(Day 329) Fact Data Modeling homework

Ivan Ivanov · November 25, 2024

data-eng theory applying-knowledge

Hello :) Today is Day 329!

A quick summary of today:

read Designing data-intensive applications - chapter 3
watched a bit more of the dataexpert.io paid content
did the homework (but am still not 100% confident on the validity of my solution)

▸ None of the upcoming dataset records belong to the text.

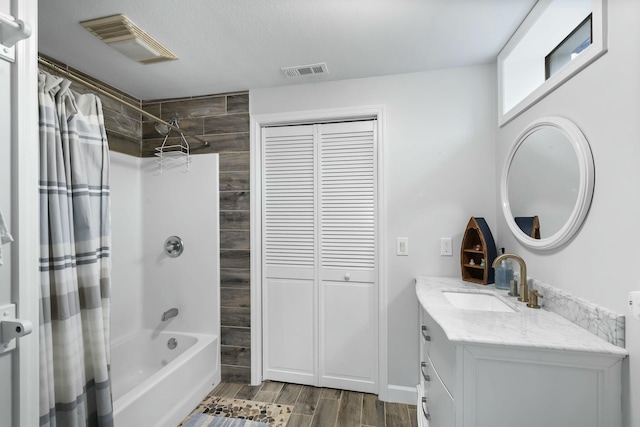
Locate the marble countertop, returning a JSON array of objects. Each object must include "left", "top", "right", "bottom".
[{"left": 416, "top": 276, "right": 628, "bottom": 358}]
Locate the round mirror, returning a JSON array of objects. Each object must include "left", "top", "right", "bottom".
[{"left": 501, "top": 116, "right": 595, "bottom": 250}]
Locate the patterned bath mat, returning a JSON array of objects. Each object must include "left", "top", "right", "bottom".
[
  {"left": 182, "top": 397, "right": 292, "bottom": 427},
  {"left": 183, "top": 413, "right": 268, "bottom": 427}
]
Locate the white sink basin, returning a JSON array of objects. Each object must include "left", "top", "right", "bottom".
[{"left": 442, "top": 290, "right": 516, "bottom": 313}]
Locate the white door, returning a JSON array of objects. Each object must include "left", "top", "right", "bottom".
[
  {"left": 262, "top": 121, "right": 378, "bottom": 393},
  {"left": 262, "top": 125, "right": 317, "bottom": 385},
  {"left": 318, "top": 121, "right": 377, "bottom": 392},
  {"left": 0, "top": 2, "right": 39, "bottom": 427}
]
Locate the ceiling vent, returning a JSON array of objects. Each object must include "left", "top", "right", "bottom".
[
  {"left": 281, "top": 63, "right": 329, "bottom": 78},
  {"left": 80, "top": 14, "right": 178, "bottom": 64}
]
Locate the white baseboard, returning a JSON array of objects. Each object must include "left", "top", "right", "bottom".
[{"left": 381, "top": 384, "right": 418, "bottom": 405}]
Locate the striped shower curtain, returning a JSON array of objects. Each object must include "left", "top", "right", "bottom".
[{"left": 38, "top": 70, "right": 113, "bottom": 427}]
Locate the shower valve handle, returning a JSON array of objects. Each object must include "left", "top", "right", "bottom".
[{"left": 164, "top": 236, "right": 184, "bottom": 258}]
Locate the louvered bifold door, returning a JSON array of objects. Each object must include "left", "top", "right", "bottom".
[
  {"left": 262, "top": 125, "right": 318, "bottom": 385},
  {"left": 318, "top": 120, "right": 378, "bottom": 393}
]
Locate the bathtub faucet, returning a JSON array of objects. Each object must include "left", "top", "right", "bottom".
[{"left": 161, "top": 308, "right": 179, "bottom": 321}]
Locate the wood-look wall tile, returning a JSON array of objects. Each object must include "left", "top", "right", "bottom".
[
  {"left": 219, "top": 152, "right": 250, "bottom": 171},
  {"left": 141, "top": 121, "right": 162, "bottom": 139},
  {"left": 141, "top": 102, "right": 161, "bottom": 118},
  {"left": 203, "top": 113, "right": 250, "bottom": 134},
  {"left": 219, "top": 191, "right": 250, "bottom": 210},
  {"left": 221, "top": 287, "right": 250, "bottom": 308},
  {"left": 174, "top": 117, "right": 204, "bottom": 134},
  {"left": 220, "top": 250, "right": 250, "bottom": 269},
  {"left": 220, "top": 269, "right": 250, "bottom": 287},
  {"left": 159, "top": 96, "right": 226, "bottom": 120},
  {"left": 220, "top": 171, "right": 250, "bottom": 191},
  {"left": 221, "top": 346, "right": 251, "bottom": 367},
  {"left": 220, "top": 211, "right": 251, "bottom": 231},
  {"left": 221, "top": 306, "right": 250, "bottom": 327},
  {"left": 195, "top": 133, "right": 250, "bottom": 154},
  {"left": 103, "top": 109, "right": 141, "bottom": 140},
  {"left": 107, "top": 133, "right": 141, "bottom": 157},
  {"left": 221, "top": 230, "right": 250, "bottom": 250},
  {"left": 221, "top": 327, "right": 251, "bottom": 347},
  {"left": 227, "top": 94, "right": 249, "bottom": 113},
  {"left": 121, "top": 104, "right": 142, "bottom": 121},
  {"left": 221, "top": 365, "right": 251, "bottom": 384}
]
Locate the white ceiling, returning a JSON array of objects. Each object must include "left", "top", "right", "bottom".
[{"left": 38, "top": 0, "right": 536, "bottom": 101}]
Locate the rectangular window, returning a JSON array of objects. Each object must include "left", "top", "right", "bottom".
[{"left": 545, "top": 14, "right": 592, "bottom": 79}]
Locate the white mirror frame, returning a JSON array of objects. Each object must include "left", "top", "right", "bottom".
[
  {"left": 498, "top": 0, "right": 607, "bottom": 126},
  {"left": 501, "top": 116, "right": 595, "bottom": 250}
]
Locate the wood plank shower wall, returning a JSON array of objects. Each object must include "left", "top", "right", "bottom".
[{"left": 40, "top": 58, "right": 252, "bottom": 383}]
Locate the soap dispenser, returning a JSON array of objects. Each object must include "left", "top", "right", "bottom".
[{"left": 495, "top": 248, "right": 513, "bottom": 290}]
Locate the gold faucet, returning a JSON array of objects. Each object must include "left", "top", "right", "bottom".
[
  {"left": 527, "top": 290, "right": 543, "bottom": 309},
  {"left": 492, "top": 253, "right": 529, "bottom": 303}
]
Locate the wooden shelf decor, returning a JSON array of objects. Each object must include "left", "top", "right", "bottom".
[
  {"left": 514, "top": 215, "right": 541, "bottom": 239},
  {"left": 460, "top": 217, "right": 497, "bottom": 285}
]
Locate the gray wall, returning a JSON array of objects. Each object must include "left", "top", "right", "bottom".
[
  {"left": 496, "top": 1, "right": 640, "bottom": 425},
  {"left": 251, "top": 64, "right": 497, "bottom": 393}
]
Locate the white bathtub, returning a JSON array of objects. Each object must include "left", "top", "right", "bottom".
[{"left": 111, "top": 330, "right": 220, "bottom": 427}]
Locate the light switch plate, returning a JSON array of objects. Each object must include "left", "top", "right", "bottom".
[{"left": 396, "top": 237, "right": 409, "bottom": 256}]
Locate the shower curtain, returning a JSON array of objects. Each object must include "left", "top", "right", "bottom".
[{"left": 38, "top": 70, "right": 113, "bottom": 427}]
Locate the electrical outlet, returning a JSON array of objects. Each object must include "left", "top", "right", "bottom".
[
  {"left": 440, "top": 237, "right": 452, "bottom": 256},
  {"left": 396, "top": 237, "right": 409, "bottom": 256}
]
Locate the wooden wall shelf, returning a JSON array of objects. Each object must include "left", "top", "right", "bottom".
[{"left": 460, "top": 217, "right": 497, "bottom": 285}]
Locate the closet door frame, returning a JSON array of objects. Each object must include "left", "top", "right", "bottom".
[{"left": 250, "top": 106, "right": 388, "bottom": 399}]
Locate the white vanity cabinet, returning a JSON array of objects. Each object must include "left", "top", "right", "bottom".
[{"left": 416, "top": 278, "right": 627, "bottom": 427}]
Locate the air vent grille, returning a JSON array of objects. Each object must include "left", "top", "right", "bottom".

Designing data-intensive applications - chapter 3 - storage and retrieval

Data structures that power your db

basics of databases

key-value stores are simple database structures similar to dictionaries with db_set to store key-value pairs and db_get to retrieve them
appending key-value pairs to a file is easy for writing but slows down reading as the file size increases

Indexing and optimization

indexes improve read speeds but add overhead to writes and should be chosen based on query patterns
hash index uses a hash map for fast lookups, requiring enough memory to store the map
segmented files divide data into manageable pieces, with compaction and merging reducing redundancy and optimizing storage

Advanced index structures

sstables store sorted key-value pairs for efficient merging, minimal in-memory index needs, and compression support
data is first written to an in-memory balanced tree (memtable) and then persisted as sstable segments
lsm-trees are based on sstables, offering high write throughput with sequential writes and crash safety using write-ahead logs
b-trees organize data into balanced structures for predictable o(log n) lookups, using write-ahead logs to prevent corruption during updates

Trade-offs between lsm-trees and b-trees

lsm-trees are faster for writes but compaction can interfere with performance
b-trees provide predictable reads and are better for transactional consistency but write slower

Specialized indexes

secondary indexes enable queries on non-unique values, useful for relational joins
clustered and covering indexes store data within or alongside the index for faster reads but increase write overhead
multi-column indexes support multi-field queries using concatenated or multi-dimensional approaches
full-text search handles fuzzy queries with techniques like edit distance and automata

In-memory databases

store the entire dataset in ram for speed, with durability through snapshots, logging, or replication
performance comes from optimized data structures and avoiding disk i/o
anti-caching extends in-memory models to handle datasets larger than available memory, similar to virtual memory systems

Transaction processing or analytics?

Transaction processing (OLTP)

focuses on low-latency reads and writes for real-time updates
typical operations: looking up small records by key and modifying them based on user input
primarily used by end users for current data states (e.g., sales or orders)
dataset size: gigabytes to terabytes

Analytics (OLAP)

scans large datasets to calculate aggregates like sums or averages
queries analyze historical events and support decision-making
mainly used by analysts, with datasets ranging from terabytes to petabytes

Divergence of OLTP and OLAP

oltp systems prioritize availability and low latency but struggle with resource-heavy analytic queries
separate data warehouses emerged for analytics to avoid impacting oltp performance

Data warehousing

uses extract-transform-load (etl) to consolidate and clean data from various oltp systems
optimized for analytic patterns like bulk reads and aggregations
schema types:
- star schema: central fact table linked to dimension tables for simplicity
- snowflake schema: normalized dimensions for complex hierarchies

Tools and systems

modern data warehouses include commercial systems (e.g., teradata, redshift) and open-source platforms (e.g., hive, presto)
some databases support both oltp and olap but often separate their engines for efficiency

Column-oriented storage

Column-Oriented Storage: Optimizing Data Warehouses

Column-oriented storage is crucial for efficiently handling massive datasets, common in data warehouses with trillions of rows and petabytes of data. Unlike traditional row-oriented storage, which stores all attributes of a row together, columnar storage organizes data by columns. This structure brings significant benefits for analytics, where queries typically focus on a subset of columns.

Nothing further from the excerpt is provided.